Once I started reading, (my husband sound asleep, cats sleeping at my feet, and the house deathly quiet except for the quiet humming of the refrigerator), I was immediately drawn into Mikage Sakurai's world.
Banana Yoshimoto uses luscious descriptions of food and kitchens. She describes people and places with such poignancy, you truly feel connected to them. Her thoughts burst onto each page with such honesty, you cannot help but fall in love with her innocent, charming writing style.
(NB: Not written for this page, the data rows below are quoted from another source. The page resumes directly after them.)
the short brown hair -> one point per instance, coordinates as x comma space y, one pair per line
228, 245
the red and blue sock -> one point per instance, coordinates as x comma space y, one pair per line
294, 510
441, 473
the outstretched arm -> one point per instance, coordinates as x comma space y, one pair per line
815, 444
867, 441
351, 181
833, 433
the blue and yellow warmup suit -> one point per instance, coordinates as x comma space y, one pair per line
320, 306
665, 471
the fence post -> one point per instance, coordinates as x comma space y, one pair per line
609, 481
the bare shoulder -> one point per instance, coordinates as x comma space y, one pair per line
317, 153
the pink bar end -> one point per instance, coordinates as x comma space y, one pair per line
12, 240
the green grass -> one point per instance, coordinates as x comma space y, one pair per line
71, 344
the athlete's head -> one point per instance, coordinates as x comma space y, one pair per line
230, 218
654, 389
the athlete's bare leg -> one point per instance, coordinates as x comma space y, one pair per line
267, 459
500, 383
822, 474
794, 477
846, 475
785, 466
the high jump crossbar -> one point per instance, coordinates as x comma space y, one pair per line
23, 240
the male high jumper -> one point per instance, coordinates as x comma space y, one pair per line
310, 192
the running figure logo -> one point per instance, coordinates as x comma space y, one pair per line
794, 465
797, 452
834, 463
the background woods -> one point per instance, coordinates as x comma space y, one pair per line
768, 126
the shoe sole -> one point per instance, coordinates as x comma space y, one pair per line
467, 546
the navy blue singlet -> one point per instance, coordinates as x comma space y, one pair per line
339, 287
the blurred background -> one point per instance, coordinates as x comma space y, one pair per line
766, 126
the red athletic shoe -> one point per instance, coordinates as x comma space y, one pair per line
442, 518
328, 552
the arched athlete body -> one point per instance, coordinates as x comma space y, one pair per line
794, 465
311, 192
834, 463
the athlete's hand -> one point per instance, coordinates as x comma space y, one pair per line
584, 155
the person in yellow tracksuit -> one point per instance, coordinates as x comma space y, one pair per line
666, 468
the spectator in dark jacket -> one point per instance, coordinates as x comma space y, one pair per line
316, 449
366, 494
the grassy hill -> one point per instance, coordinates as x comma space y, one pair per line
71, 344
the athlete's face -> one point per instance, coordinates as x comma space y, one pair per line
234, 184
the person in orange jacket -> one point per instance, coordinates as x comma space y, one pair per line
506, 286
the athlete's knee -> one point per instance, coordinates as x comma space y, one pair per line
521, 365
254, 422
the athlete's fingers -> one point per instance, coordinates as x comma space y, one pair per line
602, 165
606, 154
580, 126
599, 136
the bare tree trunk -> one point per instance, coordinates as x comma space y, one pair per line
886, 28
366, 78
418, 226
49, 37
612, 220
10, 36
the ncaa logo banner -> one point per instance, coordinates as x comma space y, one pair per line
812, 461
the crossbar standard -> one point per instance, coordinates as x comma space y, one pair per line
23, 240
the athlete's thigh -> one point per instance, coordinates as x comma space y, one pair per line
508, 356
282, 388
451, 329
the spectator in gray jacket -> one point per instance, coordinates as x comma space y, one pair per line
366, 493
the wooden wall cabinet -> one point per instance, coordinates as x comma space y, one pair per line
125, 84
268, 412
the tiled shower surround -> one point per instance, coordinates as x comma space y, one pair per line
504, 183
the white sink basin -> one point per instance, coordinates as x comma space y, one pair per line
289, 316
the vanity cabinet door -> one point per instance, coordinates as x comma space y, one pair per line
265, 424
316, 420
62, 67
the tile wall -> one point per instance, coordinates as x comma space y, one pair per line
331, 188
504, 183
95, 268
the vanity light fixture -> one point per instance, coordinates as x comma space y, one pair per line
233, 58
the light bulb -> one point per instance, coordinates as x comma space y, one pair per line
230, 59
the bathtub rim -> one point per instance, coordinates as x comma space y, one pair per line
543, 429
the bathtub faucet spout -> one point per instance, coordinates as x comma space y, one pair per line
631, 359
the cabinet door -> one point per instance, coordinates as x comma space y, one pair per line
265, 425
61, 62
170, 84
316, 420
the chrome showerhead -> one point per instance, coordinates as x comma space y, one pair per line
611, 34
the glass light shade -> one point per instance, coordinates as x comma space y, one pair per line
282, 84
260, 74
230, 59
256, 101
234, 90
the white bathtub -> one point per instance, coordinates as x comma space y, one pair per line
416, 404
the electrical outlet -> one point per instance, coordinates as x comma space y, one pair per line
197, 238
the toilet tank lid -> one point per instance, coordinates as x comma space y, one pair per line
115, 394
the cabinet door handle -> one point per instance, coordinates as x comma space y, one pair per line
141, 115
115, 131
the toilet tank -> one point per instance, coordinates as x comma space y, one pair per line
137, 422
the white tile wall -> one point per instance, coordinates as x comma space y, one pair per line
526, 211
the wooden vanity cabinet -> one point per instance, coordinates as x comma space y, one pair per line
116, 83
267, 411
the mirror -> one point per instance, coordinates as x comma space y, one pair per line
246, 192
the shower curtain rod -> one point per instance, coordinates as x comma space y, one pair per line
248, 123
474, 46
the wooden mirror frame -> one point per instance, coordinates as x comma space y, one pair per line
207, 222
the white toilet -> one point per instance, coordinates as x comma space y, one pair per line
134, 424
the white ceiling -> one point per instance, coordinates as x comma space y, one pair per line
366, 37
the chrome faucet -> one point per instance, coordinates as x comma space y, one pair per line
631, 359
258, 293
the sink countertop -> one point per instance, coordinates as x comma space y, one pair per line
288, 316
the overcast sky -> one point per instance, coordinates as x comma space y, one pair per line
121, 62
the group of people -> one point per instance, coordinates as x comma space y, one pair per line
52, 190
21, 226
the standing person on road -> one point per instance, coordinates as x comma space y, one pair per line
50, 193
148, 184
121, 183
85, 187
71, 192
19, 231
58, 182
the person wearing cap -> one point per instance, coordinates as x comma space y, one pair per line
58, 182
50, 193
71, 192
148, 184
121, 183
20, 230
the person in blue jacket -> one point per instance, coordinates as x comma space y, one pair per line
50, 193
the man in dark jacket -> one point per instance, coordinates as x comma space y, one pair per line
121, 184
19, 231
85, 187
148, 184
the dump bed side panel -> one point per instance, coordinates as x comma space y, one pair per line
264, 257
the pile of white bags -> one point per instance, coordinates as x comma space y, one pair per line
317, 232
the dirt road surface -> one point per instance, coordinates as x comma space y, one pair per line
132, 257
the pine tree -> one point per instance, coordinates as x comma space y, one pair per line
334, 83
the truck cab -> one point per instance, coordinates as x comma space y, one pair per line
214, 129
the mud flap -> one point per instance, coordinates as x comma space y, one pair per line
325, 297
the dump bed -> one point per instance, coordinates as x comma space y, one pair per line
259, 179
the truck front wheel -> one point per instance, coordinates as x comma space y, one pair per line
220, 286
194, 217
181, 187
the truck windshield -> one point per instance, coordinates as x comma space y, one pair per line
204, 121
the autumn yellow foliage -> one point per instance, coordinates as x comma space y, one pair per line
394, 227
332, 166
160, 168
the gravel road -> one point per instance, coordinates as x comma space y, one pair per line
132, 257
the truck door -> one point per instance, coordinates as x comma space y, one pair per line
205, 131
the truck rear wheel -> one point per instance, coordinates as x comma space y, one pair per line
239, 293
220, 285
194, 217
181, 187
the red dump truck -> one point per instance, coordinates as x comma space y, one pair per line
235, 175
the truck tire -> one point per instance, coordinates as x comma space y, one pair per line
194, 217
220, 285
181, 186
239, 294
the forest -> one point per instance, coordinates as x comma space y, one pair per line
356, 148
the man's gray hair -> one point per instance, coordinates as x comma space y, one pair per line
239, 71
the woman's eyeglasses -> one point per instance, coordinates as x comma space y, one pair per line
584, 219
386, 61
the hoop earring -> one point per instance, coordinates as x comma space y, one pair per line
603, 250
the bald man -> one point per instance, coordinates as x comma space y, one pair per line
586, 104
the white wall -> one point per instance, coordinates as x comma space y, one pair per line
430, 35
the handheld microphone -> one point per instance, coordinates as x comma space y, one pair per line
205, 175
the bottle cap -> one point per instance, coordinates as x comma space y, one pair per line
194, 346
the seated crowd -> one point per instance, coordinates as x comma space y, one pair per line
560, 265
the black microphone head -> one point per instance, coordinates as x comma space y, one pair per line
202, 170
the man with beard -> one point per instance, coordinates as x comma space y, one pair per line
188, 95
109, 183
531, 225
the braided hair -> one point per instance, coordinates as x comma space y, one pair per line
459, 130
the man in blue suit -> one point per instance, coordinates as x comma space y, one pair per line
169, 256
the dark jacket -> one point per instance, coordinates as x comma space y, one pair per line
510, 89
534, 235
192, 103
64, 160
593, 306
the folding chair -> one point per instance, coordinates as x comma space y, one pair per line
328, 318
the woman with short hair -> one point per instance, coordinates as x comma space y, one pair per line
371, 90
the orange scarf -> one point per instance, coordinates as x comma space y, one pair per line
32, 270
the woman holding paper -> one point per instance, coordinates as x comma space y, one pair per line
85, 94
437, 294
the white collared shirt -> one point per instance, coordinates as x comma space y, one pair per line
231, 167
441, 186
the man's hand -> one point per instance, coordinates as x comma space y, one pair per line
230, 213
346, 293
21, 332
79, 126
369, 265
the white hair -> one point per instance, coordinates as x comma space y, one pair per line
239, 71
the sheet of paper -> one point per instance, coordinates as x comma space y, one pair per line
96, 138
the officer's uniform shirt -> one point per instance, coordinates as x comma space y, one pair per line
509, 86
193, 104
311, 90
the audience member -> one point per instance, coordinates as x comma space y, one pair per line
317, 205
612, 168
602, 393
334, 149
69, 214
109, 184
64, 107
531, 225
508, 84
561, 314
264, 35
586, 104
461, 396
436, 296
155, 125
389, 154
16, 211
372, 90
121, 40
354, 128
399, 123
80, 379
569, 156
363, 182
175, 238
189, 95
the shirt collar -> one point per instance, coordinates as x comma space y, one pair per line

There are life and death issues in "Kitchen," we can all relate to. Her evocative writing will fill you with nostalgia for some of the cooking spaces you have perhaps left behind. Mostly I love my grandmother's kitchen best. The familiar creak of the oven door, the scooting sound of the chairs as we sit for a cup of tea, and the racks of cookbooks patiently waiting on the shelves. To imagine this kitchen without my grandmother was to imagine the entire house without a soul, without love, and without peace.
This is the emotion Mikage feels as she sleeps on the floor in her grandmother's kitchen. After loosing her grandmother, Mikage is lost, lonely and depressed. Her soul longs for the comfort of another soul who can understand her torment. She feels as though death surrounds her and she cannot escape.
For a time she finds happiness with Yuichi, who knew her grandmother well. He is living with his mother Eriko. Mikage goes to live with them until she can learn to handle her emotions.
Yuichi's girlfriend is not impressed, even though the relationship is purely platonic on the surface. Deep within their souls they are soon to become twins, bearing the scars of a common life experience.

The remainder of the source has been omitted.